Artist: Peter Paul Rubens
Image from Wikimedia Commons
Image from Wikimedia Commons
I found an article on Teresa of Avila by Raymond G. Helmick S.J. today. Here's an excerpt:
Teresa's way of prayer, which she taught the nuns of her convents, is the main topic of her writings and one of the principal values she brings to us since. She had been brought up to think of prayer only as recitation of texts, whether of the prayers she had learned to repeat in private or of the Latin Psalms she recited together with her community in choir, and had realized that there was another whole world in mental prayer, the free prayer that breaks away from all these formulas. We misrepresent this prayer if we think of it primarily in terms of visions and raptures. She does report these herself, though far more seldom than do those around her who let their imaginations get away with them. The visions came mostly in the earliest years of her life of prayer, notably the vision of an angel with a fiery dart. But she came to regard even that as far less important than the experience of simply letting herself be quiet in God's presence.

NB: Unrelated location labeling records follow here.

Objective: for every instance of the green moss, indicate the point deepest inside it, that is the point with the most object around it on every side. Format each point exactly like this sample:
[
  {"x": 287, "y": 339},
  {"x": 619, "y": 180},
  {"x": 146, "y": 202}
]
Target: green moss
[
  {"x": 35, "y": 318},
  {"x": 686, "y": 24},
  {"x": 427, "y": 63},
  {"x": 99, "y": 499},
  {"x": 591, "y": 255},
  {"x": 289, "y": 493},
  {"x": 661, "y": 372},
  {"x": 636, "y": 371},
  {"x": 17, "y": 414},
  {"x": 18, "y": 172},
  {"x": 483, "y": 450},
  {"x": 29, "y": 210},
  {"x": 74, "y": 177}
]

From an early stage, she describes her prayer thus:I tried as I could to keep Jesus Christ, our God and our Lord, present within me, and that was my way of prayer. If I reflected upon some phrase of his Passion, I represented Him to myself interiorly.
So true. The "phenomena" of prayer are of little consequence. Traditionally they are considered to be for beginners. Simply being quiet in God's presence is the deep mystery and condition of utmost beauty.